The global namespace is easy to administer and can be scaled quickly, as desired, by simply adding more scale-out resources — eliminating “filer-sprawl” and its associated issues.

A single GPFS command can perform a file system function across the entire cluster, and most can be issued from any server in the cluster. Optionally, you can designate a group of administration servers that can be used to perform all cluster administration tasks, or only authorize a single login session to perform admin commands cluster-wide. This allows for higher security by reducing the scope of server-to-server administrative access.


You can use snapshots to protect data from human error.

A snapshot is used to preserve the file system’s contents at a single point in time. It contains a copy of only the file system data that has changed since the last snapshot was created and keeps that data in the same pool as the original file, which keeps space usage at a minimum.



Snapshots provide an online backup capability that allows you (or an end user) to easily recover from an accidental file deletion, or the ability to compare a file to an older version.

Clustered NFS

To better enable end user access to a GPFS file system, the file system can be exported to clients outside the cluster through NFS (Network File System), including the capability of exporting the same data from multiple servers. This GPFS feature is called Clustered NFS (cNFS). Clustered NFS allows you to provide scalable file service with simultaneous access to a common set of data from multiple servers. The cNFS feature includes failover capability, so if a NFS server fails, the clients connected to that server automatically connect to another server in the cluster.

NFS is a Network file system protocol that enables access to storage by using a standard protocol over a TCP/IP network. NFS protocol access is commonly provided by a networkattached storage (NAS) appliance or similar device. Samba enables file and print services for Microsoft Windows clients from UNIX and Linux based servers.

   1. Shared disk

A shared disk cluster is the most basic environment. In this configuration, the storage is directly attached to all servers in the cluster. Application data flows over the SAN, and control information flows among the GPFS servers in the cluster over a TCP/IP network.



This configuration is best for small clusters (1 to 50 servers) when all servers in the cluster need the highest performance access to the data. For example, this configuration is good for high-speed data access for digital media applications or a storage infrastructure for data analytics.

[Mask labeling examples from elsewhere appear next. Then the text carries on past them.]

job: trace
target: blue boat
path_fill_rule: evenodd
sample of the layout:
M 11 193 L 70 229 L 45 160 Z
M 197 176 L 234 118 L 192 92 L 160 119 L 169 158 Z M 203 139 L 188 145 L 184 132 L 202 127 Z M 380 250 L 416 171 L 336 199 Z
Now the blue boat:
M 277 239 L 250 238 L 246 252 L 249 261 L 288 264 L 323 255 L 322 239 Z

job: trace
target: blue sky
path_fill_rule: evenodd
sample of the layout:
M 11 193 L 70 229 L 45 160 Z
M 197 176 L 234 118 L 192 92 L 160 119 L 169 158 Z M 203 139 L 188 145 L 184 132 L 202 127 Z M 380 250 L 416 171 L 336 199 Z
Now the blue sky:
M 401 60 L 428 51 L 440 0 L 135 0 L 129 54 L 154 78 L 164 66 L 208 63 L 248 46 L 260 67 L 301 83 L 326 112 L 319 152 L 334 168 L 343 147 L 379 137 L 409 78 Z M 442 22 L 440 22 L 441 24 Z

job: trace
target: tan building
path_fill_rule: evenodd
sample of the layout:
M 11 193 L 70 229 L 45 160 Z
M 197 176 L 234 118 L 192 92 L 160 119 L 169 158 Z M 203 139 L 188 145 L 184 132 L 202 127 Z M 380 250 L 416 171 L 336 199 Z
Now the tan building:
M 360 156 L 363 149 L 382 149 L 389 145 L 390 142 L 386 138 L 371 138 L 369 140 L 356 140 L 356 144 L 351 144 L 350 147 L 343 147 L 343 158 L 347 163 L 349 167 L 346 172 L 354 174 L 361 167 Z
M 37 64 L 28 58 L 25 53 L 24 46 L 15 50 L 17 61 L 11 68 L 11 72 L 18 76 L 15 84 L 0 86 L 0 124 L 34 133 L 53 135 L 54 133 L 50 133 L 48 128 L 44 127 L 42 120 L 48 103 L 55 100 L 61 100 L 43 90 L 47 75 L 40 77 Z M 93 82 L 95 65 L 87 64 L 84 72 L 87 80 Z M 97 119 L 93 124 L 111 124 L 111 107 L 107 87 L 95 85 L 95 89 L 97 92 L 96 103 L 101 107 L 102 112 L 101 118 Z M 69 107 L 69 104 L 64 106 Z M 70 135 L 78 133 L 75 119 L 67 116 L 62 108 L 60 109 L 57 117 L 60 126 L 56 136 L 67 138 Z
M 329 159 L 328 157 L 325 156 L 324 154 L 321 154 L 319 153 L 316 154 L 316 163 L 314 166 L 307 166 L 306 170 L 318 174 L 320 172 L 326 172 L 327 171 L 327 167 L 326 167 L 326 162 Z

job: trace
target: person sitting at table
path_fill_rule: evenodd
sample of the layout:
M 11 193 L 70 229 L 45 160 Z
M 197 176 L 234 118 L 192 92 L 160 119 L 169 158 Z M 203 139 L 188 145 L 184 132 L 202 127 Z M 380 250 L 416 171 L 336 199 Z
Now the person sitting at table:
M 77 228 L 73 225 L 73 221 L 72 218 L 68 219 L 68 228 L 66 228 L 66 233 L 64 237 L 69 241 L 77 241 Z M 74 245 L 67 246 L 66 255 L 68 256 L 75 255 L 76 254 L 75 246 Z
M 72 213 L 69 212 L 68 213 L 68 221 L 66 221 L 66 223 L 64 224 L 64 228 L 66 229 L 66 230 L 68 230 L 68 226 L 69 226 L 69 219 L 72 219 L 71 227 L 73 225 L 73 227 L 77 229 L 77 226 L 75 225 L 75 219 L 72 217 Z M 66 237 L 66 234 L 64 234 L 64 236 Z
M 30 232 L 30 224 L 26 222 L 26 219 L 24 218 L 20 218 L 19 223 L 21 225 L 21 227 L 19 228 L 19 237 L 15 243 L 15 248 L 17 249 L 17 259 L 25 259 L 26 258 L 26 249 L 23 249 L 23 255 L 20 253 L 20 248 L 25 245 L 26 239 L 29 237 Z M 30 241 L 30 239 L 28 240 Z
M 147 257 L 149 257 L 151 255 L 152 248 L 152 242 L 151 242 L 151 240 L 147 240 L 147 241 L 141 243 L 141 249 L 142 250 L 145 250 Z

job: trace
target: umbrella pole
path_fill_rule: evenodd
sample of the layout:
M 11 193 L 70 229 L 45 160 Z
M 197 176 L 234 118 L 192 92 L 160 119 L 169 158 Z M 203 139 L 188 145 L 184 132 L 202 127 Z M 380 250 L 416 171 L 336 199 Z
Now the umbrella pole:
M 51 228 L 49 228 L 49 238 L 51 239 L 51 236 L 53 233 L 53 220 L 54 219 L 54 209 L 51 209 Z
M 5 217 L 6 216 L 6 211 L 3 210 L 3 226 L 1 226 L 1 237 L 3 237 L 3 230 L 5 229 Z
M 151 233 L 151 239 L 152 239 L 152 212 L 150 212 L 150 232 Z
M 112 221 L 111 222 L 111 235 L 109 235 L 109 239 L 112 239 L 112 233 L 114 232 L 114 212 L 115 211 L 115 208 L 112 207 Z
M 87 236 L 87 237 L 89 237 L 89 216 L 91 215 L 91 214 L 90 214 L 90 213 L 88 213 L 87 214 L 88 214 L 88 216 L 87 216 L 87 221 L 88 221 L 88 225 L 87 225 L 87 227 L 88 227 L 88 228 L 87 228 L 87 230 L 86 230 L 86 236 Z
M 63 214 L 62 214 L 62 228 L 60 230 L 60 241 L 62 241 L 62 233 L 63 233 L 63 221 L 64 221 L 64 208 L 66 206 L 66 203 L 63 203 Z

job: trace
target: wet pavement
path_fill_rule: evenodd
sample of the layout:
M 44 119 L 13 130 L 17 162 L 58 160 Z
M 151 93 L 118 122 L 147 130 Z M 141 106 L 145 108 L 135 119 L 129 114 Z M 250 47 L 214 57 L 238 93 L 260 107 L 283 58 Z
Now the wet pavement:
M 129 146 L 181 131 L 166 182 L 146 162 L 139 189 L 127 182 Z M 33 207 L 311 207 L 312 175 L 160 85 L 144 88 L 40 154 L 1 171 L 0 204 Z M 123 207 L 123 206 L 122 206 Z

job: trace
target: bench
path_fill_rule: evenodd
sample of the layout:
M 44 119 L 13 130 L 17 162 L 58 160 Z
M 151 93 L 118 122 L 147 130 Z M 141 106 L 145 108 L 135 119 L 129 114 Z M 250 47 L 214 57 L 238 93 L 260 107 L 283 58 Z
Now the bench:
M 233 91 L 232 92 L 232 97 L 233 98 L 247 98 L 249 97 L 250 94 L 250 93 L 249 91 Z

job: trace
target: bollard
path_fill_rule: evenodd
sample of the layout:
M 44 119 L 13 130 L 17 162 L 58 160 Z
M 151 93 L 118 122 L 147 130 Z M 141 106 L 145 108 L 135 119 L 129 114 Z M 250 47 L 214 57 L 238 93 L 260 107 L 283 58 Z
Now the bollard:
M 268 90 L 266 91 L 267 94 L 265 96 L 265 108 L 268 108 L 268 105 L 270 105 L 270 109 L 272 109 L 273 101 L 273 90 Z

   2. Network Shared Disk (NSD) protocol

GPFS uses a network to transfer control information and data to NSD clients. The network doesn’t need to be dedicated to GPFS, but it should provide sufficient bandwidth to meet your GPFS and other applications sharing the bandwidth.

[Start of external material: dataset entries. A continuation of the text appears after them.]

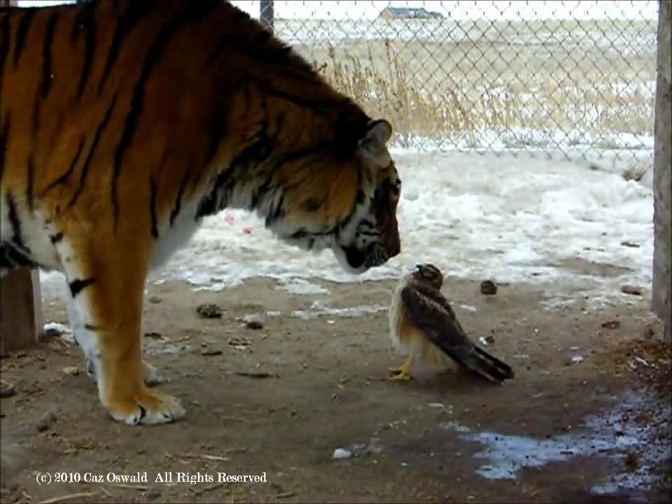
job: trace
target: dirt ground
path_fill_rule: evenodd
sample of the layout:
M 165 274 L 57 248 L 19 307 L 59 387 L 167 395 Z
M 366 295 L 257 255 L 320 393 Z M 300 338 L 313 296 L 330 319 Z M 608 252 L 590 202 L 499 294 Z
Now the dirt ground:
M 670 441 L 671 360 L 651 338 L 659 329 L 645 293 L 601 310 L 575 293 L 549 308 L 554 286 L 503 284 L 484 295 L 479 282 L 448 279 L 462 325 L 475 340 L 489 337 L 487 349 L 516 371 L 499 386 L 429 369 L 387 381 L 402 357 L 384 309 L 301 315 L 316 300 L 385 307 L 394 282 L 314 283 L 330 293 L 294 294 L 263 279 L 221 292 L 148 286 L 147 358 L 166 378 L 158 386 L 188 409 L 170 425 L 110 420 L 80 349 L 59 336 L 4 356 L 14 393 L 0 401 L 10 458 L 1 502 L 609 502 L 591 489 L 619 475 L 663 477 L 630 502 L 670 493 L 669 451 L 652 454 Z M 204 303 L 221 316 L 203 318 Z M 254 314 L 261 324 L 244 320 Z M 67 323 L 58 300 L 46 300 L 45 316 Z M 592 415 L 603 422 L 586 426 Z M 340 448 L 351 456 L 332 458 Z M 138 472 L 146 481 L 113 481 Z M 59 482 L 64 472 L 82 481 Z M 266 481 L 223 482 L 219 473 Z

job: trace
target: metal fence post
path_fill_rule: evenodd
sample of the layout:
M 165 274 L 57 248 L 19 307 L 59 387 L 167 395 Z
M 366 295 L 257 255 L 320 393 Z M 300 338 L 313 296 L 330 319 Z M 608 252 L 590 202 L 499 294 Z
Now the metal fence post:
M 260 0 L 259 2 L 259 19 L 266 29 L 273 32 L 273 0 Z
M 664 340 L 672 344 L 672 3 L 660 1 L 658 8 L 651 309 L 663 321 Z

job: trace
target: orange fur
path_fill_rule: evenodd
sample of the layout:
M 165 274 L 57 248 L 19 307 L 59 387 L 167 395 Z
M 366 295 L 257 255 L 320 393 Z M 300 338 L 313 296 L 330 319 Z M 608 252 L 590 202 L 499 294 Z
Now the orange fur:
M 144 383 L 148 271 L 225 207 L 355 272 L 383 264 L 400 250 L 391 134 L 223 0 L 1 9 L 0 274 L 64 272 L 102 404 L 176 419 Z

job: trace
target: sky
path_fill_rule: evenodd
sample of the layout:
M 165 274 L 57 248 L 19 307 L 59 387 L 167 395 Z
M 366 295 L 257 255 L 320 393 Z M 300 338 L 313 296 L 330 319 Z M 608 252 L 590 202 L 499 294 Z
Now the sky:
M 66 0 L 20 0 L 22 6 L 52 5 Z M 258 0 L 234 0 L 255 17 Z M 455 20 L 657 19 L 657 0 L 276 0 L 276 18 L 373 19 L 385 7 L 424 7 Z

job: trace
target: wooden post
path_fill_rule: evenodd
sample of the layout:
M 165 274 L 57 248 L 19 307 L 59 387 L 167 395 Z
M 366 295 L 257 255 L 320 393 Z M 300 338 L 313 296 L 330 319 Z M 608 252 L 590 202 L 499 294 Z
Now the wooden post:
M 16 5 L 0 0 L 0 7 Z M 21 268 L 0 279 L 0 354 L 35 344 L 43 328 L 39 270 Z
M 273 0 L 260 0 L 259 2 L 259 19 L 261 24 L 271 33 L 273 33 L 273 22 L 275 15 L 273 13 Z
M 664 340 L 672 344 L 672 2 L 659 1 L 658 9 L 651 309 L 664 324 Z
M 35 344 L 43 328 L 39 270 L 10 271 L 0 279 L 0 354 Z

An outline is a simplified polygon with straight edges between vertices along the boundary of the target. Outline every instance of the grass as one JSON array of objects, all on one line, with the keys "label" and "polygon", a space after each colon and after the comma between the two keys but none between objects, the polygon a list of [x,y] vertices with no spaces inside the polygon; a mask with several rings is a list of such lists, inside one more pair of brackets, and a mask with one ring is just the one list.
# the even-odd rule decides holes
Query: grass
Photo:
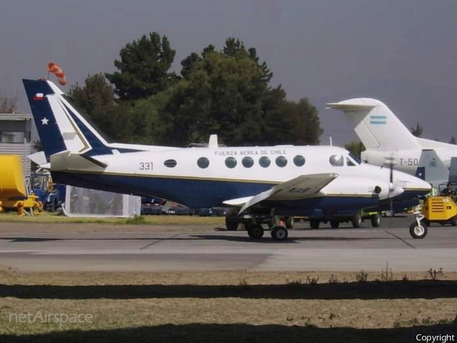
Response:
[{"label": "grass", "polygon": [[[129,230],[133,231],[151,231],[151,226],[157,227],[155,231],[177,231],[177,228],[167,228],[166,226],[193,225],[200,226],[198,228],[202,230],[213,229],[214,228],[225,228],[223,217],[201,217],[197,215],[145,215],[133,218],[99,218],[96,217],[75,217],[59,215],[50,212],[45,212],[41,215],[19,216],[14,212],[0,213],[0,231],[2,232],[20,232],[30,231],[34,232],[51,232],[49,224],[84,224],[84,227],[75,226],[78,232],[94,231],[119,231],[124,230],[126,225],[129,226]],[[24,226],[18,228],[17,223],[23,223]],[[11,226],[9,229],[8,224]],[[16,224],[14,225],[14,224]],[[46,224],[46,225],[45,225]],[[87,225],[90,225],[87,226]],[[33,225],[27,227],[26,225]],[[204,228],[206,226],[207,227]],[[14,228],[13,227],[14,226]],[[138,227],[135,228],[137,226]],[[142,228],[141,227],[144,227]],[[192,229],[192,228],[190,228]],[[54,231],[59,231],[58,227],[54,226]],[[186,230],[188,228],[186,228]],[[66,231],[71,232],[71,226],[66,226]],[[154,228],[152,229],[153,231]],[[182,230],[182,228],[180,228]]]},{"label": "grass", "polygon": [[[140,340],[147,332],[189,341],[173,338],[176,330],[188,330],[195,340],[187,339],[199,341],[200,334],[209,337],[215,329],[227,335],[244,330],[249,335],[256,328],[268,332],[274,326],[285,332],[318,329],[323,338],[314,340],[325,341],[329,333],[347,335],[350,330],[362,339],[357,335],[361,332],[370,336],[380,328],[389,334],[418,325],[455,329],[457,273],[446,273],[446,280],[425,280],[428,272],[409,273],[407,282],[402,280],[404,273],[393,273],[392,280],[384,282],[374,281],[379,275],[373,273],[367,281],[356,282],[356,272],[22,273],[4,268],[0,270],[0,333],[10,335],[5,336],[8,340],[17,337],[17,341],[32,341],[29,337],[37,337],[27,335],[39,334],[44,335],[43,341],[58,341],[65,334],[70,341],[87,340],[102,332],[99,341],[122,341],[126,332],[140,334]],[[316,281],[297,281],[309,279]],[[93,320],[62,326],[39,320],[9,322],[11,314],[34,316],[39,311],[91,314]],[[370,340],[384,341],[374,339],[379,338],[374,335]]]}]

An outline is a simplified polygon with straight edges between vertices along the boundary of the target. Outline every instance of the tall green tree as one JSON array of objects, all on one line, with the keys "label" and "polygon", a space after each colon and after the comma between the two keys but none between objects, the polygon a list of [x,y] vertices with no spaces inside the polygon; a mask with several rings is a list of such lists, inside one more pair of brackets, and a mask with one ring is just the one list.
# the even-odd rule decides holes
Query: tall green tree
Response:
[{"label": "tall green tree", "polygon": [[175,53],[166,36],[144,35],[121,50],[120,59],[114,61],[119,71],[105,75],[120,100],[145,99],[176,81],[176,75],[169,71]]},{"label": "tall green tree", "polygon": [[85,112],[108,140],[134,141],[131,106],[116,101],[113,87],[103,74],[88,76],[84,85],[72,86],[68,94],[72,103]]},{"label": "tall green tree", "polygon": [[318,143],[322,129],[315,107],[306,99],[286,101],[259,60],[255,49],[233,38],[220,51],[210,45],[183,60],[183,79],[159,110],[172,144],[206,142],[210,133],[229,145]]},{"label": "tall green tree", "polygon": [[68,93],[89,116],[95,109],[115,102],[113,87],[102,73],[88,75],[83,85],[77,83],[72,86]]},{"label": "tall green tree", "polygon": [[423,128],[418,122],[416,124],[415,128],[410,128],[409,131],[414,136],[415,136],[416,137],[420,137],[423,132]]}]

In a NSD server configuration, a subset of the total server population is defined as NSD servers. The NSD servers are responsible for the abstraction of disk data blocks across an IP-based network. The fact that I/O is remote is transparent to the application. Figure 3-3 shows an example of a configuration where a set of compute servers are connected to a set of NSD servers via a high-speed interconnect or an IP-based network (such as Ethernet). In this example, data to the NSD servers flows over the SAN, and data and control information flows to the clients across the LAN.



An NSD server architecture is well suited to clusters with sufficient network bandwidth between the I/O servers and the clients. For example, statistical applications like financial fraud detection, supply chain management, or data mining.

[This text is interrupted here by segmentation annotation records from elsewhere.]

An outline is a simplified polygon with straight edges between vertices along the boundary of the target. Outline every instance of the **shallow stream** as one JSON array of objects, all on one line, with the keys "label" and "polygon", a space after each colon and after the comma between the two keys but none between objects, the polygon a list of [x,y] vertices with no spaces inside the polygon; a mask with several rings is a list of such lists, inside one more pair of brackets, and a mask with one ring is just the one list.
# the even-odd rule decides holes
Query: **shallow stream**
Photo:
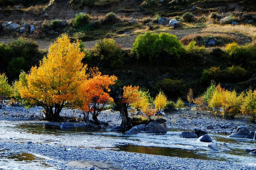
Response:
[{"label": "shallow stream", "polygon": [[[196,139],[180,138],[179,135],[183,130],[172,129],[169,129],[165,134],[126,135],[120,132],[93,130],[86,128],[64,130],[59,126],[44,124],[0,121],[0,139],[2,142],[26,143],[31,141],[33,143],[58,145],[67,148],[69,146],[89,147],[188,159],[226,161],[256,166],[256,155],[244,152],[246,148],[255,144],[254,140],[231,138],[224,134],[210,133],[214,142],[218,144],[219,151],[213,151],[207,150],[208,143],[198,142]],[[227,144],[230,150],[221,149],[223,142]],[[0,170],[30,170],[26,166],[31,164],[37,167],[36,169],[52,169],[44,163],[45,160],[49,158],[37,155],[36,153],[1,154],[5,151],[8,153],[3,149],[0,148]],[[11,166],[12,169],[8,169],[8,166]]]}]

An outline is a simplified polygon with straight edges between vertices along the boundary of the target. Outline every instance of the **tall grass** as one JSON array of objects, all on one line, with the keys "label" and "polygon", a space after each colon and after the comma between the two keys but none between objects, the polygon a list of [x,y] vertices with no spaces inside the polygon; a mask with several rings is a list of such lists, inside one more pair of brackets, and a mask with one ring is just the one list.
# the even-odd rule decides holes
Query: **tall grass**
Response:
[{"label": "tall grass", "polygon": [[232,32],[241,34],[246,36],[249,36],[253,40],[256,40],[256,27],[249,25],[239,25],[221,26],[212,25],[204,28],[203,31],[205,32]]}]

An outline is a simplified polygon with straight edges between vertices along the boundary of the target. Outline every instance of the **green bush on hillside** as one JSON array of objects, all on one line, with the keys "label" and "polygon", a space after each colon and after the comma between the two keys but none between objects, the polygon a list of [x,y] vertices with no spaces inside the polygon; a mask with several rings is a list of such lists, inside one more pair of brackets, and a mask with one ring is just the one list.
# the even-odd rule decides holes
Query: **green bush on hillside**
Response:
[{"label": "green bush on hillside", "polygon": [[212,80],[215,82],[219,82],[222,77],[222,71],[219,67],[211,67],[208,69],[204,69],[202,73],[200,81],[203,83],[209,84]]},{"label": "green bush on hillside", "polygon": [[104,38],[99,41],[93,47],[92,54],[98,60],[105,62],[111,67],[123,64],[121,47],[112,39]]},{"label": "green bush on hillside", "polygon": [[187,12],[182,16],[182,18],[185,22],[190,23],[195,20],[194,15],[191,12]]},{"label": "green bush on hillside", "polygon": [[166,54],[179,58],[184,51],[184,48],[177,37],[167,33],[147,32],[137,37],[133,44],[131,53],[138,59],[158,58]]},{"label": "green bush on hillside", "polygon": [[105,24],[111,25],[117,23],[120,18],[113,12],[109,12],[105,15],[103,22]]}]

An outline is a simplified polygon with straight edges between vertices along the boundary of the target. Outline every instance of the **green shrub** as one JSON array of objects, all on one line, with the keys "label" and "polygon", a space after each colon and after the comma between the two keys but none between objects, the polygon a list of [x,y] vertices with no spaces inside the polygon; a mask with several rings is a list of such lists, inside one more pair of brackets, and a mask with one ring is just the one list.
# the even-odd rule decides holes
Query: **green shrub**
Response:
[{"label": "green shrub", "polygon": [[99,41],[93,47],[92,53],[98,60],[104,61],[111,67],[123,64],[121,47],[112,39],[104,38]]},{"label": "green shrub", "polygon": [[211,67],[207,70],[204,70],[200,81],[205,83],[209,83],[211,80],[219,82],[222,76],[222,71],[219,67]]},{"label": "green shrub", "polygon": [[221,16],[219,15],[216,12],[212,12],[210,14],[210,18],[213,19],[214,20],[219,19],[221,17]]},{"label": "green shrub", "polygon": [[0,71],[6,73],[10,82],[17,79],[21,70],[28,71],[42,58],[44,54],[38,48],[34,42],[23,39],[0,43]]},{"label": "green shrub", "polygon": [[143,8],[149,8],[158,6],[156,0],[145,0],[140,5]]},{"label": "green shrub", "polygon": [[165,108],[170,110],[173,110],[175,108],[175,107],[176,104],[175,104],[174,102],[170,101],[167,102]]},{"label": "green shrub", "polygon": [[176,103],[176,107],[179,109],[184,108],[184,102],[182,101],[181,99],[178,98]]},{"label": "green shrub", "polygon": [[203,101],[205,103],[208,103],[212,97],[213,92],[215,91],[216,85],[213,80],[211,81],[211,85],[207,88],[203,96]]},{"label": "green shrub", "polygon": [[224,70],[225,79],[228,82],[236,82],[244,80],[247,71],[240,66],[233,65]]},{"label": "green shrub", "polygon": [[183,94],[185,85],[181,80],[163,79],[154,86],[156,91],[161,89],[169,96],[176,97]]},{"label": "green shrub", "polygon": [[190,23],[195,20],[194,15],[191,12],[187,12],[182,16],[182,18],[185,22]]},{"label": "green shrub", "polygon": [[105,15],[104,23],[107,25],[114,24],[117,23],[120,18],[113,12],[109,12]]},{"label": "green shrub", "polygon": [[81,27],[89,23],[90,16],[86,14],[79,14],[75,19],[75,23],[77,27]]},{"label": "green shrub", "polygon": [[138,59],[158,58],[167,54],[179,58],[184,48],[177,37],[167,33],[147,32],[137,37],[133,45],[131,53]]},{"label": "green shrub", "polygon": [[62,28],[62,24],[59,20],[54,20],[51,22],[50,26],[52,29],[56,30]]}]

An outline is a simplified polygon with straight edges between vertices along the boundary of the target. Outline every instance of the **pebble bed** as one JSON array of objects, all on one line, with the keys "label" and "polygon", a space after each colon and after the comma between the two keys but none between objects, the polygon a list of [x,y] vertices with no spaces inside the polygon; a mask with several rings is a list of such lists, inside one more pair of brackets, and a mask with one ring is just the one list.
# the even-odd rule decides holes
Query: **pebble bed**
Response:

   3. Empowering global collaboration

GPFS provides low latency access to data from anywhere in the world with Active File Management (AFM) distributed disk caching technology. AFM expands the GPFS global namespace across geographical distances, providing fast read and write performance with automated namespace management from anywhere in the world. As data is written or modified at one location, all other locations get the same data with minimal delays. These game-changing capabilities accelerate project schedules and improve productivity for globally distributed teams.